- IATA: OCW; ICAO: KOCW; FAA LID: OCW;

Summary
- Owner/Operator: City of Washington
- Serves: Washington, North Carolina
- Opened: July 1942
- Elevation AMSL: 37.4 ft / 11.4 m
- Coordinates: 35°34′13.7″N 77°02′59.3″W﻿ / ﻿35.570472°N 77.049806°W
- Website: https://flykocw.com/
- Interactive map of Washington–Warren Airport

Runways
| Direction | Length |  | Surface |
| ft | m |
| 05/23 | 5,000 | 1,524 | Asphalt |
| 17/35 | 5,000 | 1,524 | Asphalt |

= Washington–Warren Airport =

Public airport in Washington, North Carolina

Washington–Warren Airport (IATA: OCW, ICAO: KOCW, FAA LID: OCW) is a public, city-owned airport serving the city of Washington and Beaufort County in North Carolina. The airport is located 2 miles (3.1 km) north of downtown Washington.

== History ==
The airport was opened in July 1942 as a military airfield. In 2012, a storm severely damaged the original terminal. When the new terminal was opened in 2015, the airport was renamed Washington–Warren Airport after former North Carolina congresswoman Lindsay Carter Warren.

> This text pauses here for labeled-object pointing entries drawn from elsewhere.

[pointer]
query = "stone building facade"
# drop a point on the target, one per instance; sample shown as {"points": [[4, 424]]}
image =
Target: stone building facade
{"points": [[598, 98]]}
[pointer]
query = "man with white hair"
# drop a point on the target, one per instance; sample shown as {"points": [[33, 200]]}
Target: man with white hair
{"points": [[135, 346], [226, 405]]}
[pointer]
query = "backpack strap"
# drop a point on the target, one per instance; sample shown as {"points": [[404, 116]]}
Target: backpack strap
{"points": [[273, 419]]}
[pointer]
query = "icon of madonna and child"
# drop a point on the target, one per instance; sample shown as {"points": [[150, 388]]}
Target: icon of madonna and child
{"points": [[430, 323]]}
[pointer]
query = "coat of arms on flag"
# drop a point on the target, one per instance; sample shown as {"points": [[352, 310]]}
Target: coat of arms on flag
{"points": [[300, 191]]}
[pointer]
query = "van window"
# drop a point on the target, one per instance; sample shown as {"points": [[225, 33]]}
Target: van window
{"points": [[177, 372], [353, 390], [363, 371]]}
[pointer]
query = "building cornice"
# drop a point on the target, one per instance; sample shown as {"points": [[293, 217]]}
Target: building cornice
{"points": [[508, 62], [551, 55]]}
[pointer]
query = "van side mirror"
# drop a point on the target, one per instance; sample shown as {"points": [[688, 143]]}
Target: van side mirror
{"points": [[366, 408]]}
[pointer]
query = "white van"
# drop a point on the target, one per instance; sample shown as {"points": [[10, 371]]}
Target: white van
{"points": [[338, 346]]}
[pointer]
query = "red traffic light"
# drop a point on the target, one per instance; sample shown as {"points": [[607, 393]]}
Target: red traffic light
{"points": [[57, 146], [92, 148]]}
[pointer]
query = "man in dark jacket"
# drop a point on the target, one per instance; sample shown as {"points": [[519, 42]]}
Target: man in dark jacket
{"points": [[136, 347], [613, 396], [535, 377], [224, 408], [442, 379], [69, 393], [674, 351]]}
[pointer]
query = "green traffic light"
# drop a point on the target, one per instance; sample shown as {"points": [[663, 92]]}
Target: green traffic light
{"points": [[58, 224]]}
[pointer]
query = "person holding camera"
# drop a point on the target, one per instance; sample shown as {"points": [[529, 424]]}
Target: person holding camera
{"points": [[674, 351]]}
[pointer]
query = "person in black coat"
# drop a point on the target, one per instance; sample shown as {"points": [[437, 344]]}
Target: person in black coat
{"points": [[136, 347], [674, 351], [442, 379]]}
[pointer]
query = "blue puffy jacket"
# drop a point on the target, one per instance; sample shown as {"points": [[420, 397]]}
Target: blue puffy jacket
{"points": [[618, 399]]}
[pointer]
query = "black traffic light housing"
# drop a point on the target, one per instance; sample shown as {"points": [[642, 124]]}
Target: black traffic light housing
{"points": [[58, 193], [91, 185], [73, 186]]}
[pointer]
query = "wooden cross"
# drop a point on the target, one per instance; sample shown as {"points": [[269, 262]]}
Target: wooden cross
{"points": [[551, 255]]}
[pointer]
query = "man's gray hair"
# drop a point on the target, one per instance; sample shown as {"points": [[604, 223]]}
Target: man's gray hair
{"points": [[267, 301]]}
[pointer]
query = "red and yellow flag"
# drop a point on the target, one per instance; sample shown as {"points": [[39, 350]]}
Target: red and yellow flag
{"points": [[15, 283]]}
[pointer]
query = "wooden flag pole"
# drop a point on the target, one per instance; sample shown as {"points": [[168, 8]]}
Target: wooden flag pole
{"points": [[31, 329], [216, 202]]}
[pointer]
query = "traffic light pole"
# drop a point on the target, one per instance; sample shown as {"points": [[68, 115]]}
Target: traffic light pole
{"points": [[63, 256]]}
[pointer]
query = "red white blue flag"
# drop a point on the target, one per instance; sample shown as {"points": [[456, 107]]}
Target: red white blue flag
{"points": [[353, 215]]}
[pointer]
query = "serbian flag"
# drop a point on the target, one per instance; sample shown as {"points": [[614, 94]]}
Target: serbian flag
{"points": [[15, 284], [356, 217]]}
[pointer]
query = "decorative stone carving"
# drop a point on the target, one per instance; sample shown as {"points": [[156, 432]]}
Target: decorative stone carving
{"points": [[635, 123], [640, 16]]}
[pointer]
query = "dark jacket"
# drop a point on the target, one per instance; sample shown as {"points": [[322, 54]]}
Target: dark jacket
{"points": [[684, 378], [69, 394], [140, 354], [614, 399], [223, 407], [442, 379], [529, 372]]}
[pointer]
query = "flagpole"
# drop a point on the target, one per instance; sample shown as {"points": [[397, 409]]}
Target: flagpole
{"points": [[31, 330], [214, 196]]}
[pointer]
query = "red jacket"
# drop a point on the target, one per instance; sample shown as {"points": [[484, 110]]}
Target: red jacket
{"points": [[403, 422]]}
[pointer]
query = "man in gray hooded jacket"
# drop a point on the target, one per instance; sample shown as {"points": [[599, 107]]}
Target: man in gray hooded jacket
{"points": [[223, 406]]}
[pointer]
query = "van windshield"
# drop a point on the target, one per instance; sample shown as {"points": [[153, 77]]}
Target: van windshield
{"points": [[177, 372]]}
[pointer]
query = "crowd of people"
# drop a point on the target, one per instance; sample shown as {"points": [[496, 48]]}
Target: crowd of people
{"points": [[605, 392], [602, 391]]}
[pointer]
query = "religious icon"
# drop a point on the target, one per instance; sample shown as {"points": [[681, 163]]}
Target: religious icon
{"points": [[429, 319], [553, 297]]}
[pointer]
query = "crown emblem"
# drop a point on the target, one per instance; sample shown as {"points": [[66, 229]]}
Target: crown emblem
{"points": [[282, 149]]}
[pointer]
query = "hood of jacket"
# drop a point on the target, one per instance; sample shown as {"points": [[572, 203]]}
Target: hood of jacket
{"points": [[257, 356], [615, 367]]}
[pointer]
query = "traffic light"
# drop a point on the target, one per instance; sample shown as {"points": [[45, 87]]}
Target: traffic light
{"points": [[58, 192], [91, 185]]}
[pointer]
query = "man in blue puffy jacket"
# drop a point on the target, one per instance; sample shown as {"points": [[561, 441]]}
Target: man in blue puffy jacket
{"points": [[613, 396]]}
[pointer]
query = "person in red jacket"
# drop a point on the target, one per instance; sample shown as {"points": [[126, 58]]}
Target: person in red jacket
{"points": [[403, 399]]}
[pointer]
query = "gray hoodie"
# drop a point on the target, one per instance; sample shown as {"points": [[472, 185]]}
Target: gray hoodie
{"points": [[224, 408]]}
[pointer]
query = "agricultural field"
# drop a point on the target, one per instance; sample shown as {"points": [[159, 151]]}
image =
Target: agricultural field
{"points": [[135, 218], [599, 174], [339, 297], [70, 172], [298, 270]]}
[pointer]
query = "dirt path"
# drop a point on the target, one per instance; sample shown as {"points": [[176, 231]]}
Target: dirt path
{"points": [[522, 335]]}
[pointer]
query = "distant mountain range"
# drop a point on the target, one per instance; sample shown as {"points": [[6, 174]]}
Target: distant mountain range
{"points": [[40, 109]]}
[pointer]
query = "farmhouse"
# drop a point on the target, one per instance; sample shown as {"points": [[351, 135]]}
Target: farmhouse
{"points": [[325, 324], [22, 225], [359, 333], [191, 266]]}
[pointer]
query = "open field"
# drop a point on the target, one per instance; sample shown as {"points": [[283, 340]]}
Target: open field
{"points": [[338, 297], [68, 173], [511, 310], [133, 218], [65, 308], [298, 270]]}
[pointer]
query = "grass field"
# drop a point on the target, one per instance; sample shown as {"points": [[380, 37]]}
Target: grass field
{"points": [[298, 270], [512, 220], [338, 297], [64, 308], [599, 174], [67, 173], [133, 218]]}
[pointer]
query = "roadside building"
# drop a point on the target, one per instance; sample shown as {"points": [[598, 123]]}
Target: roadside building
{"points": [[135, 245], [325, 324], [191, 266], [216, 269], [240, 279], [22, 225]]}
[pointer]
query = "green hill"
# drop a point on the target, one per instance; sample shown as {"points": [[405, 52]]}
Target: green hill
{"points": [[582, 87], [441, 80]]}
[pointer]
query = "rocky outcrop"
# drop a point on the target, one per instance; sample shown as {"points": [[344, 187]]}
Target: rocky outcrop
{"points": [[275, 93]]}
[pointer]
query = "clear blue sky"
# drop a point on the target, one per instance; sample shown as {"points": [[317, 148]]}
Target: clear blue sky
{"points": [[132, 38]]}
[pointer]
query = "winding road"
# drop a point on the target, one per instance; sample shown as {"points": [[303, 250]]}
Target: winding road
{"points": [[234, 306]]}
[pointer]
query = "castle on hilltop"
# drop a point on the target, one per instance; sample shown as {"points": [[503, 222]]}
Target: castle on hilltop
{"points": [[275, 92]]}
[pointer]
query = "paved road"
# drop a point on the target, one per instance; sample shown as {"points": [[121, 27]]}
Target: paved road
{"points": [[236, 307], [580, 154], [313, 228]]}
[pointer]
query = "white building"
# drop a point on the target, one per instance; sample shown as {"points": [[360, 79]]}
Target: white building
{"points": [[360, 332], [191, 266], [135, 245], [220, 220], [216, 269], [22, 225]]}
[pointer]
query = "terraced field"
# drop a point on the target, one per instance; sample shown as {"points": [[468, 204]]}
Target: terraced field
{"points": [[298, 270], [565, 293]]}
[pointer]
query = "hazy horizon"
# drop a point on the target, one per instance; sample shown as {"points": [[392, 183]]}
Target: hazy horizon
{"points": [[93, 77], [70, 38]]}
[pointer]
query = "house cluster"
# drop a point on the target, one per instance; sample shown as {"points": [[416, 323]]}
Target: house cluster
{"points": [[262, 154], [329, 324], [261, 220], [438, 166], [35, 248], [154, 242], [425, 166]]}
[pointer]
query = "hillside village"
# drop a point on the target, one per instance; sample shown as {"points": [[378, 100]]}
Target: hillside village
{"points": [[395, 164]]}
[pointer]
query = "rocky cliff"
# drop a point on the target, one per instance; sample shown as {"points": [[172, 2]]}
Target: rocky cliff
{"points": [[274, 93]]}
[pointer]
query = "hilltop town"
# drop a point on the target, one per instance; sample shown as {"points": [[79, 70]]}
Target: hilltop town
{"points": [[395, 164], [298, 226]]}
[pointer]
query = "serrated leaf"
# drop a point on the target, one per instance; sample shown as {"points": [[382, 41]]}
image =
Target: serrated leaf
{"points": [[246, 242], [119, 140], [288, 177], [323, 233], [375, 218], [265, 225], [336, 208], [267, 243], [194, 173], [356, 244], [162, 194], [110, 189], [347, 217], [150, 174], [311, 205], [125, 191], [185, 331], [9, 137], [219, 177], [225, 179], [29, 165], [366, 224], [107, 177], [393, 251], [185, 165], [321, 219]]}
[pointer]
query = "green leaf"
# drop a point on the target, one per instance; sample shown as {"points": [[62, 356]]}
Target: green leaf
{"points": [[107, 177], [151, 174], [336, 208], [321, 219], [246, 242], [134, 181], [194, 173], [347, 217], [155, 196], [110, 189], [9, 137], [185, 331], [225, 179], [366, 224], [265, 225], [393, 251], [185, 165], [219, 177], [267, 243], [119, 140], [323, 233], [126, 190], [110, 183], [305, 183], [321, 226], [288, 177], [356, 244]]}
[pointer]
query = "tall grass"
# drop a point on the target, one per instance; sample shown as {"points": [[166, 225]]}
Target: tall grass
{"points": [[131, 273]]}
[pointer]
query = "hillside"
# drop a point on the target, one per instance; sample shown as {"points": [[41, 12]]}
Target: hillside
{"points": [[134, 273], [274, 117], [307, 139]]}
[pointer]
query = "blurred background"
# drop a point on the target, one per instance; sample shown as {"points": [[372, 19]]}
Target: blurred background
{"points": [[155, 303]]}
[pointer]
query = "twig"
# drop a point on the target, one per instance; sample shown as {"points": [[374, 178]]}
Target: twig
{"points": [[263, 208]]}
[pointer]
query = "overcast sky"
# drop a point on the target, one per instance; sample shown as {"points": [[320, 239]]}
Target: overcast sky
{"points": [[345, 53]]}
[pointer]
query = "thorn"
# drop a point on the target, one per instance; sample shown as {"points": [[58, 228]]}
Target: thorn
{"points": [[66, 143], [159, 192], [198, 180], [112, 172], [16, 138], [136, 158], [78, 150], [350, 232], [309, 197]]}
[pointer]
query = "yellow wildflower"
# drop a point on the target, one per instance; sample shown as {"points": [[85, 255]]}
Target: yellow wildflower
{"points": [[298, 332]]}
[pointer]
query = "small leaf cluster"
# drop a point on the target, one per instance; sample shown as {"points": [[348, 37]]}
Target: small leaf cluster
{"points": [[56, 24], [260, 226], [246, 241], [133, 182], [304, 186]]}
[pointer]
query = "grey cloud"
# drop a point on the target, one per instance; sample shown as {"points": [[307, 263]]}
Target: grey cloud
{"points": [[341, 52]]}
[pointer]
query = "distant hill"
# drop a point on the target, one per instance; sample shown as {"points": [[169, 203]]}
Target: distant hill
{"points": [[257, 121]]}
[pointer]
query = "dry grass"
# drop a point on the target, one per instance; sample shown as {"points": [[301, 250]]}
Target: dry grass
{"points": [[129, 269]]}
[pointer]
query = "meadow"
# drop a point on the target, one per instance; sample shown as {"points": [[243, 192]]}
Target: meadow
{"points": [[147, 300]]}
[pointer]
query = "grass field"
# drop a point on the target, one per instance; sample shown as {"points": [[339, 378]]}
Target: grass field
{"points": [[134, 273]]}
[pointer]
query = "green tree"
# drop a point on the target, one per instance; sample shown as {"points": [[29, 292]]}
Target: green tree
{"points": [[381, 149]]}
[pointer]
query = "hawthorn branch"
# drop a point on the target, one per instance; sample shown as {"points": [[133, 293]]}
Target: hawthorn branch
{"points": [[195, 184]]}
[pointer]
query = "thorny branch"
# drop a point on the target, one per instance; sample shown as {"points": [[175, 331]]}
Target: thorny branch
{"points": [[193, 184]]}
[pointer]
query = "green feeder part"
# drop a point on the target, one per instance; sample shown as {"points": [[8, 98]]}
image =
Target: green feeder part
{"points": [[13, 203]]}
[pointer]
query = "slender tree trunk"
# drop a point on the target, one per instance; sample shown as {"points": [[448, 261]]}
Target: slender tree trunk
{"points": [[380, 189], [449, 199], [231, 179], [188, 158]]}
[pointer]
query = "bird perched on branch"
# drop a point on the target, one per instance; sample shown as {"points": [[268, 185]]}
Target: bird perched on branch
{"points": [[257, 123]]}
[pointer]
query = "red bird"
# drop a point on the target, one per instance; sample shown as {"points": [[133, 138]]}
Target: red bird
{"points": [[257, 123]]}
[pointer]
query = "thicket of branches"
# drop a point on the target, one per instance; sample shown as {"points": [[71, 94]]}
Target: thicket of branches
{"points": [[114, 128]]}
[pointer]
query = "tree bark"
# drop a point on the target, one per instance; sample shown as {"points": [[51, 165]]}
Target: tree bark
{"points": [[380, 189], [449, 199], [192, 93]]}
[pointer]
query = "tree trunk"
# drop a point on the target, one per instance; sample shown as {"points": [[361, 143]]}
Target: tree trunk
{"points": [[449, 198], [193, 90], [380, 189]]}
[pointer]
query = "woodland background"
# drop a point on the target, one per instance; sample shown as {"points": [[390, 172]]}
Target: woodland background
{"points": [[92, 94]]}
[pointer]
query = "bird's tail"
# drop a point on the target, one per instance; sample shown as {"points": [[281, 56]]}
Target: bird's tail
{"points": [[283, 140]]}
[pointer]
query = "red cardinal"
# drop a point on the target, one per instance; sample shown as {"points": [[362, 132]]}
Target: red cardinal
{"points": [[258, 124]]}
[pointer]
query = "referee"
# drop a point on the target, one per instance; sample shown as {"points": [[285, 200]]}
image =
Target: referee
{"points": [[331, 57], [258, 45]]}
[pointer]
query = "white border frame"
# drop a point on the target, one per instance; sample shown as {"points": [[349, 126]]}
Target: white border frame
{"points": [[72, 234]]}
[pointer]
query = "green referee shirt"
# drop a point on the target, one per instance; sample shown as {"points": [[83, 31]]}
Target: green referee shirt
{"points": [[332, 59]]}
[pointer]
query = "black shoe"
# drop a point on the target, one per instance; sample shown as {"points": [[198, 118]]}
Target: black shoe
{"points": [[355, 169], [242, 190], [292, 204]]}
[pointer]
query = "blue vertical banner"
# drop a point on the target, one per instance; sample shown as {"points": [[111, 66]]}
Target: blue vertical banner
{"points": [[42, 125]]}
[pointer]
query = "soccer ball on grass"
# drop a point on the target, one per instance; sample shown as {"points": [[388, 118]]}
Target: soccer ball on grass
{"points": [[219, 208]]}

In early 2022, the airport received a $20 million state grant for a new landing system and improvements to runways and taxiways.

The airport has held an annual air show called the Wheels and Wings Cruise-In & Fly-In since 2021 to raise money for the University of North Carolina Jaycee Burn Clinic. Since 2022, Washington–Warren Airport has partnered with Virginia-based drone company Xelevate to host an annual drone technology conference called the Washington-Warren Air & Drone Show. The inaugural event was held on December 17, 2022, to commemorate the 119th anniversary of the Wright brothers' first flight.

== Services ==
The airport does not have any scheduled operations, instead serving corporate air traffic and frequently serving as a stopover point for general aviation flights between New York and Miami. It also frequently used as a stopover point for travelers from the Washington DC area to MCAS Cherry Point, MCB Camp Lejeune, Seymour Johnson AFB, CGAS Elizabeth City, and Naval Station Norfolk.